Figure 6. Immunostaining and In situ hybridization of HCN4 channels subunits revealed a potential internodal pathway at E12.5.

A: Consecutive sections of E12.5 atria from high to low levels were obtained for immunostaining (only three levels of sections are shown here). Immunostainings of high atria (High A) at SAN level, middle atria (Mid A) and low atrial (Low A) close to AVN level are shown. Magnified views at each level showed a pathway throughout these atrial levels with high HCN4 staining (lower left) and low Na_V1.5 expression (lower right) at the RA-right sinus horn (rsh) junction. B: In situ hybridization (dorsal view) is used to show a continuous HCN4 expression pathway in the RA with arrows indicating comparable levels shown in A. C: Schematic summary of location and mechanistic switch of dominant automaticity during cardiac differentiation.
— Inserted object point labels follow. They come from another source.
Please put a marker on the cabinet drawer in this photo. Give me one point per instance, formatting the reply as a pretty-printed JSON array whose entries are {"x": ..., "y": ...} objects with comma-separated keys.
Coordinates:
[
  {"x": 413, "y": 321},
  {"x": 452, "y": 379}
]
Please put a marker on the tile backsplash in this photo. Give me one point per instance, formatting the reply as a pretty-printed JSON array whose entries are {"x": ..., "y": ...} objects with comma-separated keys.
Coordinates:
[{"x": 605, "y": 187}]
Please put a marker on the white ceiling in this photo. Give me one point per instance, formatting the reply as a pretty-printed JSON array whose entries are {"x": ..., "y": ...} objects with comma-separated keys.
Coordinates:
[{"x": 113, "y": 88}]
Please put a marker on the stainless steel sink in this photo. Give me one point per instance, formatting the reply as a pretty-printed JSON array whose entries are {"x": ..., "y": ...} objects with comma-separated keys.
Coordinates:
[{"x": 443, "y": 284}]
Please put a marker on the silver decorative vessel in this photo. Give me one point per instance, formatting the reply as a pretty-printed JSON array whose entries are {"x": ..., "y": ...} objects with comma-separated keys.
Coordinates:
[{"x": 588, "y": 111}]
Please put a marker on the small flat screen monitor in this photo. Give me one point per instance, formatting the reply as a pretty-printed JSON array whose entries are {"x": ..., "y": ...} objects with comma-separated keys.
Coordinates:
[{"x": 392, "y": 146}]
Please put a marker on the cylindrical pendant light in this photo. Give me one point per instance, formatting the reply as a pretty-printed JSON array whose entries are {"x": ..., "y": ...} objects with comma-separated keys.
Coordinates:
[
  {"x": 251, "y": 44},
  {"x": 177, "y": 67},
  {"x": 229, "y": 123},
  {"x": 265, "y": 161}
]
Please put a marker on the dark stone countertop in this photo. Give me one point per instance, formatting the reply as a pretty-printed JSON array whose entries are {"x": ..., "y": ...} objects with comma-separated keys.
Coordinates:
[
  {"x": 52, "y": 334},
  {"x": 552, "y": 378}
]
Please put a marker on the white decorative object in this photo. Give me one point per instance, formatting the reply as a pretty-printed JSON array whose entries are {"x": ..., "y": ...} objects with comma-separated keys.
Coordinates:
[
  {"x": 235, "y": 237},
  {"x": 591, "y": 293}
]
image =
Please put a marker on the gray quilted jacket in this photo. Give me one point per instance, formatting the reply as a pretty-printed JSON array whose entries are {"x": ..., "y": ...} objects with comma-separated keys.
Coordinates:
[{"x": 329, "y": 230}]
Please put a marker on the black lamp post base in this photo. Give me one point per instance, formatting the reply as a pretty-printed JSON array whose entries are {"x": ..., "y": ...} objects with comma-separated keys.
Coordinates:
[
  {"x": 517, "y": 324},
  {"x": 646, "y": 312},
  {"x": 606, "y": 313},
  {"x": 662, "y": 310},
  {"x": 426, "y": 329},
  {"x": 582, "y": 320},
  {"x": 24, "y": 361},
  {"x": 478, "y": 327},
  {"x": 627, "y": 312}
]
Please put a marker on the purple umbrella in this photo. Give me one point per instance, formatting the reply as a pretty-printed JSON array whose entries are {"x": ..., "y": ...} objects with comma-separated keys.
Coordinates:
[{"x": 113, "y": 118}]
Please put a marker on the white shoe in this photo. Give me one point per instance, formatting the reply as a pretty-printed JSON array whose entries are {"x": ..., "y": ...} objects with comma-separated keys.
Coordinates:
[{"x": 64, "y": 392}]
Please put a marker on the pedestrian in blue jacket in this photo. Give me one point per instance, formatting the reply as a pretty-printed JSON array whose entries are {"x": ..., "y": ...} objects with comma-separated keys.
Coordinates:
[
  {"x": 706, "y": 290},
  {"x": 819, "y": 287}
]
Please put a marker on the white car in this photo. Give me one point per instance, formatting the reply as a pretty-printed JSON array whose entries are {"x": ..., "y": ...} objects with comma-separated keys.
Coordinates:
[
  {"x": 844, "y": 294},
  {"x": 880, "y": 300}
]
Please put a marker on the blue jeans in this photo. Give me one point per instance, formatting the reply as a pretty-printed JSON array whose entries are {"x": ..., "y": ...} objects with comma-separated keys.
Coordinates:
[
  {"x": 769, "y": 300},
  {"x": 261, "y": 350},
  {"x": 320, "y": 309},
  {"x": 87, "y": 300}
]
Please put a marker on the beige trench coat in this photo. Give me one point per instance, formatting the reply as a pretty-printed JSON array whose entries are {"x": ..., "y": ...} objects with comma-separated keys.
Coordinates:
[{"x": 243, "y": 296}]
Left panel, in E8.5 hearts, intracellular Ca²⁺-driven mechanisms dominate control of the LIFT pacemaker site (red region) with small contributions of sarcolemmal ion channels to automaticity and an underdeveloped RIFT pacemaker site (yellow circle). Right panel, in E12.5 hearts, ion channels up-regulate (an arrow pointing up) in the right-sided SAN (filled yellow circle) and control the dominant rhythm with concomitant down-regulation (an arrow pointing down) of HCN4 channels in the comparable region at LA/ left sinus horn junction (red circle). An internodal conduction pathway (a yellow tract) could be demonstrated functionally in E12.5 hearts. The normal AVN-bundle branch-Purkinje system is labeled with blue color.